Creating the patch panel itself is similar to above, create_patch_panel (self, site, rack, rack_name, num_ports) will create a planned device of type and role Patchpanel, in the given rack at the given site and mount it on the top RU facing the front of the rack (code). After the device is created, the given number of ports will be added as front as well as rear ports of type 8P8C and connected one on one.

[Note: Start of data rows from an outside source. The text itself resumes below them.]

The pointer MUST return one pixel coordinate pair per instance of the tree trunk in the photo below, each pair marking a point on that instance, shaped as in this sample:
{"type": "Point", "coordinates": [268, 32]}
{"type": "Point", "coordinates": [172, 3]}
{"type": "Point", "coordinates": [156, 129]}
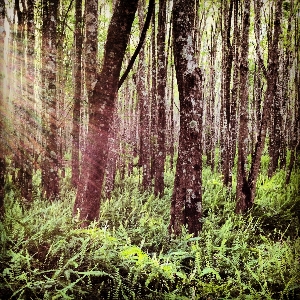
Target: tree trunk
{"type": "Point", "coordinates": [101, 113]}
{"type": "Point", "coordinates": [144, 128]}
{"type": "Point", "coordinates": [246, 189]}
{"type": "Point", "coordinates": [227, 58]}
{"type": "Point", "coordinates": [77, 92]}
{"type": "Point", "coordinates": [242, 190]}
{"type": "Point", "coordinates": [186, 205]}
{"type": "Point", "coordinates": [3, 137]}
{"type": "Point", "coordinates": [50, 179]}
{"type": "Point", "coordinates": [161, 99]}
{"type": "Point", "coordinates": [153, 137]}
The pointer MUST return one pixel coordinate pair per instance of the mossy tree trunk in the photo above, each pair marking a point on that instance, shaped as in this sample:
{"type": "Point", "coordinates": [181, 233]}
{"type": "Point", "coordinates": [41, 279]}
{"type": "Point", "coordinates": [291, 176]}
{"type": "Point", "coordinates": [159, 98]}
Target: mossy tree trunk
{"type": "Point", "coordinates": [2, 109]}
{"type": "Point", "coordinates": [77, 91]}
{"type": "Point", "coordinates": [102, 104]}
{"type": "Point", "coordinates": [186, 204]}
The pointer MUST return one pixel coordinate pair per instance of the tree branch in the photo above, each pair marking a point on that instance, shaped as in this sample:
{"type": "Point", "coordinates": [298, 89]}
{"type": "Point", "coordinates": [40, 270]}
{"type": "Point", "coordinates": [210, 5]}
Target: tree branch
{"type": "Point", "coordinates": [140, 44]}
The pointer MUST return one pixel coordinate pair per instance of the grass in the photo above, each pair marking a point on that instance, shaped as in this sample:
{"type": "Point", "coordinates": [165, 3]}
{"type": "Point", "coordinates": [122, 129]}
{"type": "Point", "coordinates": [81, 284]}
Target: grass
{"type": "Point", "coordinates": [128, 253]}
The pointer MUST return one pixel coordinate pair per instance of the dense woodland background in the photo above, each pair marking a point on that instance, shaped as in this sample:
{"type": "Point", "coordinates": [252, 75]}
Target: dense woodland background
{"type": "Point", "coordinates": [149, 149]}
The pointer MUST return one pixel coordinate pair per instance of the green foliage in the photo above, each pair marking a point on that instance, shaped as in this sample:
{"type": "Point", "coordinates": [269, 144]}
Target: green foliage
{"type": "Point", "coordinates": [128, 254]}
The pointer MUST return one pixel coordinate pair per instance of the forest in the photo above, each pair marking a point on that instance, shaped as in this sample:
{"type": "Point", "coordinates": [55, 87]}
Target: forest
{"type": "Point", "coordinates": [149, 149]}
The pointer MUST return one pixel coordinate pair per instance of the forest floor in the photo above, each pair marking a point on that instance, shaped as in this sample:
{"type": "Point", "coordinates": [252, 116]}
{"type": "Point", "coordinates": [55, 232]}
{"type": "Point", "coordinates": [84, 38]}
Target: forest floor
{"type": "Point", "coordinates": [128, 253]}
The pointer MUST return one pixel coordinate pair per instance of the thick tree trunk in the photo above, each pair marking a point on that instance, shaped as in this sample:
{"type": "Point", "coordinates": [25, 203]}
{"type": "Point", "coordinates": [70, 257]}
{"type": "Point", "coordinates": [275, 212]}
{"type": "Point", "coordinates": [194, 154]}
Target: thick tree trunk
{"type": "Point", "coordinates": [102, 103]}
{"type": "Point", "coordinates": [161, 99]}
{"type": "Point", "coordinates": [186, 205]}
{"type": "Point", "coordinates": [77, 92]}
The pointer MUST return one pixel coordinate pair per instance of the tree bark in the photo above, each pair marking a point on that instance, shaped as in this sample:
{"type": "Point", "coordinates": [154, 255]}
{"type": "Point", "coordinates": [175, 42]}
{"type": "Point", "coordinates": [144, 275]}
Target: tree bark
{"type": "Point", "coordinates": [77, 92]}
{"type": "Point", "coordinates": [161, 99]}
{"type": "Point", "coordinates": [242, 189]}
{"type": "Point", "coordinates": [50, 179]}
{"type": "Point", "coordinates": [144, 121]}
{"type": "Point", "coordinates": [186, 204]}
{"type": "Point", "coordinates": [246, 188]}
{"type": "Point", "coordinates": [3, 137]}
{"type": "Point", "coordinates": [101, 113]}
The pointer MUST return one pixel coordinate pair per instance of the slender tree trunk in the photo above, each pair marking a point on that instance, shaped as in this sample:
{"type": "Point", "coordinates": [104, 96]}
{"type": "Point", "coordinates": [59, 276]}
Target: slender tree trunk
{"type": "Point", "coordinates": [102, 103]}
{"type": "Point", "coordinates": [161, 99]}
{"type": "Point", "coordinates": [153, 138]}
{"type": "Point", "coordinates": [186, 205]}
{"type": "Point", "coordinates": [246, 188]}
{"type": "Point", "coordinates": [144, 133]}
{"type": "Point", "coordinates": [30, 76]}
{"type": "Point", "coordinates": [91, 45]}
{"type": "Point", "coordinates": [227, 58]}
{"type": "Point", "coordinates": [242, 189]}
{"type": "Point", "coordinates": [50, 179]}
{"type": "Point", "coordinates": [210, 136]}
{"type": "Point", "coordinates": [3, 137]}
{"type": "Point", "coordinates": [77, 92]}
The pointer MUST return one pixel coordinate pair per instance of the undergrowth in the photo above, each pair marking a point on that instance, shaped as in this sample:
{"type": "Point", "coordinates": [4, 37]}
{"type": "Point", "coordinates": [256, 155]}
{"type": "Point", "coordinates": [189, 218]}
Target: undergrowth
{"type": "Point", "coordinates": [128, 254]}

# Create front and rear ports
for n in range (1, int (num_ports) + 1):
    rear_port = RearPort (
        device = pp,
        name = str (n),
        type = PortTypeChoices.TYPE_8P8C,
        positions = 1
    )
    rear_port.save ()

    front_port = FrontPort (
        device = pp,
        name = str (n),
        type = PortTypeChoices.TYPE_8P8C,
        rear_port = rear_port,
       rear_port_position = 1,
    )
    front_port.save ()

Now this is getting even cooler. We can create interfaces in a loop and don’t have to add them one by one! Let’s connect outdoor surge protectors to the rear ports of the patch panel while we are at it! This code leverages the predefined device type for the surge protector with one front and back port coming with it.

[...]

pp_port = 1
for pole_config in pole_setup.split ():
    pole_no, num_surges = pole_config.split (':')

    for n in range (1, int (num_surges) + 1):
        # Create surge
        surge_name = "sp-%s-mast%s-%s" % (site.slug.lower (), pole_no, n)
        surge = Device (
            device_type = surge_type,
            device_role = surge_role,
            name = surge_name,
            status = DeviceStatusChoices.STATUS_PLANNED,
           site = site
        )

       surge.save ()

       # Link RearPort of SP to next free panel port
       cable = Cable (
           termination_a = RearPort.objects.get (device = pp, name = str (pp_port)),
           termination_b = RearPort.objects.get (device = surge, name = str (1)),
           status = CableStatusChoices.STATUS_PLANNED
     )

    cable.save ()
    self.log_success ("Created surge protector %s and linked it to patch panel port %s." % (surge, pp_port))

    pp_port += 1

As a result all rear ports of the patch panel should be connected to a rear port of an outdoor surge protector which is labeled as Mast<num>-<num> (Mast being german for pole) so the mapping of fixed cabling from the rack to the roof is clearly visible and documented. The results will look like the following (where the switch ports are also connected to the panel already).

Setting up the switch

The switch is created from a predefined device type populated with all interfaces etc. as well and the first num_ports interfaces are connected to the front ports of the patch panel as well. So far nothing new. According to our design the last two copper ports will be bundled into a LAG and configured as a trunk carrying all VLANs (tagged all in netbox speach). All unused ports are to be disabled. The management IP of the switch will always be mgmt prefix + 10 and can be configured automatically as well. The code can be found here and the result looks like this:

Setting up the backbone router

The backbone router will be created from a predefined device type as well, having it’s first two ports bundled into a LAG and connected to the switch ports we want them to. As each backbone router is a router, it will also have it’s lookback IPs configured on the lo interface and as it will become the router for the management network of the POP an SVI for the management VLAN with the first IP from the management prefix. The result looks like this:

Device types, roles, etc.

All our devices types and roles, platforms, etc. are available within the NACL repository on github. I published some of them to the netbox devicetype-library on github, too. The Netonix WS-12-120-AC has already been merged 🙂

If you happen to use some hardware which is not already available in the netbox devicetype-library, please consider publishing your devices types there, too.

Conclusions and future work

Investing three to four hours of engineering time, playing around with the possibilities of Netbox Scripts resulting in 450 lines of Python code allowed provisioning a whole Freifunk Hochstift backbone POP within 1.681s. This could never be achieved when adding all devices manually to netbox. With the click of one butten we created one VLAN and prefix, one rack and 11 devices and connected everything which needs to be connected (with planned cables!).

When all devices, interfaces and IPs are provisioned in netbox, our automation (Salt Stack) will be used to deploy the configuration to the backbone router. Generating / pushing the configuration to the Netonix switches is on our agenda, too.

All of this could also have been done by an external tool in the language of your choice using the netbox API and basically to the same things and calling API endpoints with similar names. This way I don’t have to write code to handle HTTP requests, care about API tokens and exposing the API to my OPS team and still have a nice front end I can give to fellow operators who don’t even need to know all the gory details on how to create all puzzle pieces in netbox and putting them all together. All they need to know are nine variables as of today.

Those could easily be stripped down to six as

the site number, will become a custom attribute of the site
the rack name will mostly be R1 (although some exceptions exist)
the “standard issue rack” has 9 RU (although some exceptions exist, but aren’t handle in the current code yet anyway)